# Why does he put his paw on me?



## Xander's Human (Jan 8, 2014)

1yr old intact male. Anytime I sit down, he insists on putting his paw on me, sometimes both. He would crawl into my lap if I let him. I push his paw off and tell him no. Of course he looks at me like I have just crushed his feelings  
He is relentless with the paw. The more I tell him no, the more he wants to put both on me, climb up on me. It is a vicious cycle, I get mad and he gets more upset! Is he being submissive or aggressive? It isn't to play (we do plenty of that) because when he finally stops, he goes to his bed and goes to sleep. Any thoughts? Thank you!


----------



## brembo (Jun 30, 2009)

In dog to dog language it's a bit dominant to do that, human to dog I'd think it's a bit different. My male(neutered) likes to paw at me, it's a "hey...hey...hey pet me" sort of thing. My female does it when she's amped up and wants to play rough.


----------



## MichaelE (Dec 15, 2012)

When Lisl does that she wants me to pay attention to her. It's not necessarily because she wants to play. She wants me to pet her or allow her into my lap, or just to talk to her.


----------



## Loneforce (Feb 12, 2012)

It is like Stewie on the family guy. German Shepherd style. LOL Mum, Mummy ,Mum ,Mum ,Mum ,Mummy ...


----------



## JanaeUlva (Feb 5, 2011)

Most likely the dog wants your attention and you getting angry is just increasing the active submission appeasement behavior you are seeing as a paw lift, and maybe missing other subtle signals that go along with it. Active submission may also be identified as attention-seeking behavior: nuzzling, licking (including licking ears and lips), jumping up, paw lifts and pawing motions, “smiling,” teeth clacking, crouching, pretzeling, and play-bows. If it were me I would think about increasing your exercise playtime to see if that helps. Just guessing from your brief post, that your dog needs more interaction with you.


Sent from Petguide.com Free App


----------



## Angelina03 (Jan 9, 2012)

When Rocco does that we give him the attention he needs. We hug him, let him climb up on us or by us, pet him, etc. Once his attention need is satisfied, he'll go lay down somewhere else. I personally welcome the affection. 


Sent from Petguide.com Free App


----------



## carmspack (Feb 2, 2011)

yes "Most likely the dog wants your attention and you getting angry is just increasing the active submission appeasement behavior you are seeing as a paw lift, and maybe missing other subtle signals that go along with it.
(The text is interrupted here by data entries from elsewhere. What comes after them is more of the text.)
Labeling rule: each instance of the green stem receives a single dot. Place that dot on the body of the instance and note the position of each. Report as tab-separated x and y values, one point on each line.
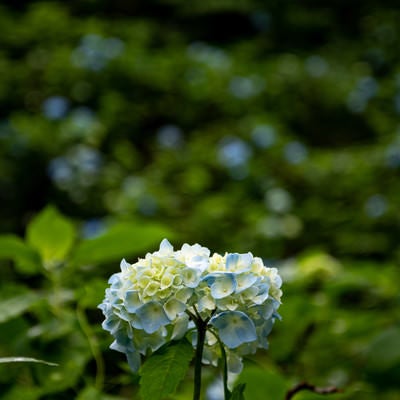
224	370
201	336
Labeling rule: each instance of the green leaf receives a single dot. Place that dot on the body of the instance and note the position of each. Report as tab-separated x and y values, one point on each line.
262	384
164	370
121	240
25	359
15	306
52	235
26	259
238	392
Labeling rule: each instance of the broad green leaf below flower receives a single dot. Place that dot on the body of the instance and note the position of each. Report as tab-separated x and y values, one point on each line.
164	370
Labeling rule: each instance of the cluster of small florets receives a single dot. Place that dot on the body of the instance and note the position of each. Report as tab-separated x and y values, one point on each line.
154	300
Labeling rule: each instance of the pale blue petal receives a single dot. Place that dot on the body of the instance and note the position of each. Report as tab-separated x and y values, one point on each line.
132	300
152	316
115	281
231	260
173	307
222	284
234	328
235	364
111	323
133	359
180	327
262	294
191	277
239	262
124	265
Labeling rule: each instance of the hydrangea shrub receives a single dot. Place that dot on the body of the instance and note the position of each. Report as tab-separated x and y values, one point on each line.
163	296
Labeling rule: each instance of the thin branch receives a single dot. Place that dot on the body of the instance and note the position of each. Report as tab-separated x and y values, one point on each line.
307	386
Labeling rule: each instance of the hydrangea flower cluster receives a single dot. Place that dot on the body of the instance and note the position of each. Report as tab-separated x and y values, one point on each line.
156	299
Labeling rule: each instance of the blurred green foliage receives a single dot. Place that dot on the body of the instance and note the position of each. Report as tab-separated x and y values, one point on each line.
262	126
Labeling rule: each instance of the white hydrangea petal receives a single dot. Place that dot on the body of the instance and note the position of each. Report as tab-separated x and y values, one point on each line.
173	307
132	300
223	285
244	281
181	325
152	316
166	247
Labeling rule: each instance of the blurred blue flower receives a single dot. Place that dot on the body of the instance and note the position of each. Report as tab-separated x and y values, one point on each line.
295	152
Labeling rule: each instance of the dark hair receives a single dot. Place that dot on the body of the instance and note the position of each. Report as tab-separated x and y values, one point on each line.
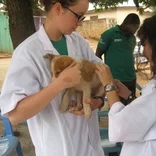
147	31
65	3
131	19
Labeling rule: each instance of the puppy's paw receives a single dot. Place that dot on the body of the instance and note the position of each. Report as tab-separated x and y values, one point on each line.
87	111
73	109
79	106
63	108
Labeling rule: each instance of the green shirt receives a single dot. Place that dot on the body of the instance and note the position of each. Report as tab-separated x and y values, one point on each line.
61	46
118	50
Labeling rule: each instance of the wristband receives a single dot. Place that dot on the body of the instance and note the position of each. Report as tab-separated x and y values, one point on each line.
100	97
130	98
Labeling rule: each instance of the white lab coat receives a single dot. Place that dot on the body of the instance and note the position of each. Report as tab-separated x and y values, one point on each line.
135	124
53	133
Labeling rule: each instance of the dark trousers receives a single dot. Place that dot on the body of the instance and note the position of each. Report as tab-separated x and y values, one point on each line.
132	87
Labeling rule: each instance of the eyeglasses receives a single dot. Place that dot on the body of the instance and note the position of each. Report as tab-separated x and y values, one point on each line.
79	17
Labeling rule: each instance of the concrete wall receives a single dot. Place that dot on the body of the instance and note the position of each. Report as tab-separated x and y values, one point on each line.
97	22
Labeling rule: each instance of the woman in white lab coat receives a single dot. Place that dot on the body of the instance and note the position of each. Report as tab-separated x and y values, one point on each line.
28	92
134	124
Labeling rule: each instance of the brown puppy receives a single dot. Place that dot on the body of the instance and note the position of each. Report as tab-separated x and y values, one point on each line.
88	83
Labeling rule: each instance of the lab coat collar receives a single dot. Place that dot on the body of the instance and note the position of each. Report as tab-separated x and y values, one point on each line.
47	45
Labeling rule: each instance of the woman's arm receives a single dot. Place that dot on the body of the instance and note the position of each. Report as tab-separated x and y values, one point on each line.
30	106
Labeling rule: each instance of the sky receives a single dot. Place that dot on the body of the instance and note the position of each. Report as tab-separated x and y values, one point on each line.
129	3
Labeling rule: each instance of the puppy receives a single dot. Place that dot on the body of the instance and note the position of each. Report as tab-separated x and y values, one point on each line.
89	82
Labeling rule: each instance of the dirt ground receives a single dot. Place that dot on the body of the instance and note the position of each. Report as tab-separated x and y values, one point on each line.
24	137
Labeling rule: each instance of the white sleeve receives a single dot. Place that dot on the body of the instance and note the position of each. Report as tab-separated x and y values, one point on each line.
132	122
22	80
91	55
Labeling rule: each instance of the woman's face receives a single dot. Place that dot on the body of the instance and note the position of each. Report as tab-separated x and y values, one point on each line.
147	52
68	20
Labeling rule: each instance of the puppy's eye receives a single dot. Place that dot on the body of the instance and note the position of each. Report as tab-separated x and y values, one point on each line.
57	74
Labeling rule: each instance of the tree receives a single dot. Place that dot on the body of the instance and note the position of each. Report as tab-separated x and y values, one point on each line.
20	13
21	22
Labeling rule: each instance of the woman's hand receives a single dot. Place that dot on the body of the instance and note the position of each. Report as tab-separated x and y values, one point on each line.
104	74
70	76
95	103
123	91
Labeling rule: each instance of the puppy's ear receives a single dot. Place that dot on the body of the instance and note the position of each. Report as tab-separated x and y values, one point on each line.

Active submission may also be identified as attention-seeking "

and if you get angry or frustrated the dog will be anxious and the behaviour increases . Often people encourage the "give a paw" behaviour and then get short fused when the dog keeps clobbering them . 

You see this " the active submission appeasement behavior you are seeing as a paw lift" when you have pups in the 6 to 7 week age range , separated from their dam , who comes in for the visit and all the pups swarm her and try to sneak in a quick nurse . They meet her with this behaviour , a juvenile hold over , which blocks her from being harsh with them (they have teeth) -- . This is appeasement behaviour. 
Are we okay with each other?


----------



## Sunflowers (Feb 17, 2012)

It is also a great opportunity to teach the "shake" command


----------



## carmspack (Feb 2, 2011)

but what are you teaching the dog with the shake a paw ? from the dog's perspective , you are asking him to stay juvenile


----------



## shepherdmom (Dec 24, 2011)

My 12 year old still reaches out with his paw and touches me. I've always taken it as he just wants the connection. I reach over and pet him and we will cuddle for a little while then he goes and lays down.


----------



## blehmannwa (Jan 11, 2011)

on using the "the shake a paw" trick, I think that it puts a behavior on command. Plus when the dog does its pawing behavior, the owner interacts with the dog but on the owner's terms.


----------



## JanaeUlva (Feb 5, 2011)

Angelina03 said:


> When Rocco does that we give him the attention he needs. We hug him, let him climb up on us or by us, pet him, etc. Once his attention need is satisfied, he'll go lay down somewhere else. I personally welcome the affection.


This reminds me of another thread where a human is trying to interact with their K9 in a fashion that isn't really fulfilling for the dog. 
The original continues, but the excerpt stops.